As to whether she thinks the SPAC trend will prove to be good for patients, Kaganoff says it remains to be seen. She questions whether acquisition companies are in fact providing a viable route for their respective healthcare innovations to scale up from serving niche markets to a broader swath of the US or the world – a route which was heretofore provided mainly by M&A and the IPO.

That said, she’s looking forward to the opportunity to understand more about the financial performance of many of the digital health companies going public in this manner. Many have raised millions and are seeing revenue but — as pioneers of new business models in many cases — she suspects few are yet profitable. 

“With more becoming public, I’m curious to see under the hood,” she says. “Definitely there’s some variability in SPAC performance, but we need to give it more time before we pass judgment.”

Both Townsend and Kaganoff predict the process for due diligence around SPACs will increasingly come to resemble that of IPOs and that the comparisons around deal terms will grow closer.
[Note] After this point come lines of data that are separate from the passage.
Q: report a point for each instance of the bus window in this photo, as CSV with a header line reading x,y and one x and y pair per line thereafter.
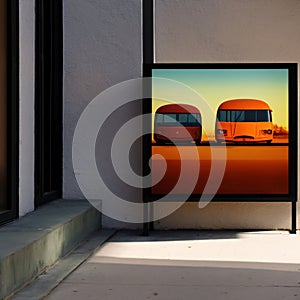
x,y
181,122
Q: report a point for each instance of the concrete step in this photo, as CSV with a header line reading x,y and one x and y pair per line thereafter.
x,y
31,244
50,279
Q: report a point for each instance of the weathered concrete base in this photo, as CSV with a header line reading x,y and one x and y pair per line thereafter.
x,y
33,243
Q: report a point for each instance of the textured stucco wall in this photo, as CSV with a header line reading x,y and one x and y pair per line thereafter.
x,y
26,167
228,31
102,47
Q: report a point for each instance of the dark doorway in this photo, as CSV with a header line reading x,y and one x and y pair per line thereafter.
x,y
48,101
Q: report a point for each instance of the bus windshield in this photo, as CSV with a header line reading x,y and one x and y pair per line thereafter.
x,y
184,119
244,116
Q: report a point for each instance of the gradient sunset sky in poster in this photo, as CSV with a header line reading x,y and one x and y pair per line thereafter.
x,y
219,85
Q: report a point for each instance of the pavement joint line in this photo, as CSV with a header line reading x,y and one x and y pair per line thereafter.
x,y
48,280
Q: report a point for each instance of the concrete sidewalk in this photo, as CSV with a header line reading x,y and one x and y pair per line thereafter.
x,y
189,265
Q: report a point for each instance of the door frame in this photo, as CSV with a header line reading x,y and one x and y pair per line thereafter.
x,y
48,99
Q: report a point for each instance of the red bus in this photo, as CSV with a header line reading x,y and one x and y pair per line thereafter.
x,y
244,120
166,127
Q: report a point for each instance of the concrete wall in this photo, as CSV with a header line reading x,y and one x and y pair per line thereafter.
x,y
228,31
102,47
26,167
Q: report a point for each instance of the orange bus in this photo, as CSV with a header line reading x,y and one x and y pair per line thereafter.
x,y
166,127
244,120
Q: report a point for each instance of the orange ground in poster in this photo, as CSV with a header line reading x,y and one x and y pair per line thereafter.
x,y
249,169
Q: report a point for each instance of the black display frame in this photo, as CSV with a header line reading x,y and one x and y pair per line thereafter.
x,y
149,63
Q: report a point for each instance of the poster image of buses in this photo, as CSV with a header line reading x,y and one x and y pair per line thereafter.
x,y
250,117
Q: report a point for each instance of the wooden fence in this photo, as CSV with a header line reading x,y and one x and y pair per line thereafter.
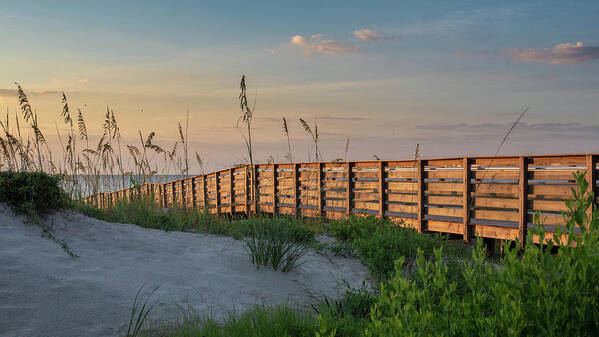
x,y
493,197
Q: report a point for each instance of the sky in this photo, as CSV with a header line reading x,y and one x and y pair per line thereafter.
x,y
451,76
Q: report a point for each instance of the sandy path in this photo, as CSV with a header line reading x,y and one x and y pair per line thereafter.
x,y
44,292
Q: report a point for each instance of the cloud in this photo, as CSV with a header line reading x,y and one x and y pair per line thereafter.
x,y
334,118
565,53
13,92
367,35
316,45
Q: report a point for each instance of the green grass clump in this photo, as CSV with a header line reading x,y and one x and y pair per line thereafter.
x,y
379,242
32,193
533,293
260,321
277,242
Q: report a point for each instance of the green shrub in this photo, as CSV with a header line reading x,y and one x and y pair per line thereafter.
x,y
532,293
276,242
33,193
379,242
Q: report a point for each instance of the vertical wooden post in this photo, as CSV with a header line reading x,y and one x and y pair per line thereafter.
x,y
254,189
274,189
420,186
247,185
193,193
231,197
523,201
174,194
164,196
592,179
205,194
217,184
348,200
320,190
466,175
295,190
183,194
381,178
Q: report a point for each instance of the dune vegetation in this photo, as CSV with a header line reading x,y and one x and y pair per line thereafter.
x,y
421,285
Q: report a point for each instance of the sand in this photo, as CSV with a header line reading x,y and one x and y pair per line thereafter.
x,y
45,292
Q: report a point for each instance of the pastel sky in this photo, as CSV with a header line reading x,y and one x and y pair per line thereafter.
x,y
451,76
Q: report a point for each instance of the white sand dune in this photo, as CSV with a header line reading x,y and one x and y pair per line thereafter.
x,y
45,292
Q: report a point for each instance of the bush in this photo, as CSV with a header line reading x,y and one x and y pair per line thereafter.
x,y
533,293
379,242
32,193
276,242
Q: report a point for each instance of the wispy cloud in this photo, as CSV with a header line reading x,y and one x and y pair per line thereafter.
x,y
13,93
565,53
316,45
367,35
370,35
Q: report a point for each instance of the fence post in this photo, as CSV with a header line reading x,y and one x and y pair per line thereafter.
x,y
296,210
420,186
183,203
320,190
592,179
274,189
174,194
381,189
466,175
217,184
193,193
523,201
231,197
348,201
254,188
247,185
205,194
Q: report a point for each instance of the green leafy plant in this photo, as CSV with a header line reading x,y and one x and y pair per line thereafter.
x,y
378,242
32,193
534,292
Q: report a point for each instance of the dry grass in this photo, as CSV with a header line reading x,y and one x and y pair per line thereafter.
x,y
87,168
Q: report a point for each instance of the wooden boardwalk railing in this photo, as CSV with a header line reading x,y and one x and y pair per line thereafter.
x,y
493,197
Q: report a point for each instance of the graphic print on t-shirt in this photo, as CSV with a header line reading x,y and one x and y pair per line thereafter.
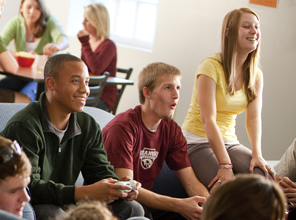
x,y
147,157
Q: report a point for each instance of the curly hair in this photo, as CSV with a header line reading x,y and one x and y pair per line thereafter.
x,y
89,210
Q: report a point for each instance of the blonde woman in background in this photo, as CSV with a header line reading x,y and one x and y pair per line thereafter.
x,y
36,31
225,85
9,64
98,51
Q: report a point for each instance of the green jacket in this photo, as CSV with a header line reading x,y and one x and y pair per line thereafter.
x,y
15,30
56,165
2,46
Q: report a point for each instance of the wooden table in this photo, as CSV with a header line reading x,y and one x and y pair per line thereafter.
x,y
36,74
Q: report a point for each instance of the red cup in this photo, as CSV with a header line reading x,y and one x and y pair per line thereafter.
x,y
25,61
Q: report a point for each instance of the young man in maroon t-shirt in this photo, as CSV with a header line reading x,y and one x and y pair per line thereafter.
x,y
139,140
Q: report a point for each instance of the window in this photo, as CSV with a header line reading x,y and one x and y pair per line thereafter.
x,y
132,22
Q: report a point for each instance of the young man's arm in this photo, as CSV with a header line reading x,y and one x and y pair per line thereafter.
x,y
191,184
189,207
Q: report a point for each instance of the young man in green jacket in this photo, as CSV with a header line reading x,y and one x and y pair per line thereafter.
x,y
61,141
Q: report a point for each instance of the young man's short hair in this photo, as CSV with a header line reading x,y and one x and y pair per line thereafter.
x,y
149,75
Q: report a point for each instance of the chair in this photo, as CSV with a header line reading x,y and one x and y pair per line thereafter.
x,y
121,88
96,87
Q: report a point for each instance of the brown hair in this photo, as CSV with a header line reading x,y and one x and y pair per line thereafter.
x,y
40,24
228,54
247,196
149,75
89,210
19,165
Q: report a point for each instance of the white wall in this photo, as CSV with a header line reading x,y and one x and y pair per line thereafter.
x,y
188,31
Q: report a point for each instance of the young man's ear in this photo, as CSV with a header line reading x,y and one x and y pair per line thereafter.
x,y
146,92
50,82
“If you think of it as a spectrum with acquisition on one end and IPO on the other, now [SPACs] are moving more toward IPO in terms of paperwork and finance,” says Kaganoff. “SPACs used to be able to go public with the paperwork of an M&A and now it’s somewhere in between.”

As to what effect that has, Townsend adds, “I suspect that SPAC sponsors will end up taking some haircut on their economics as the benefit of SPACs versus IPOs diminish, but they’re still going to be motivated to get deals done.”

SPACs “will continue to be a meaningful portion of the capital markets, and I think that’s healthy,” Townsend continues. “I hope that what we’ve seen over the last couple of years will continue and that some combination of IPOs and SPACs will continue to result in a robust pipeline of new companies hitting the public markets in the U.S.”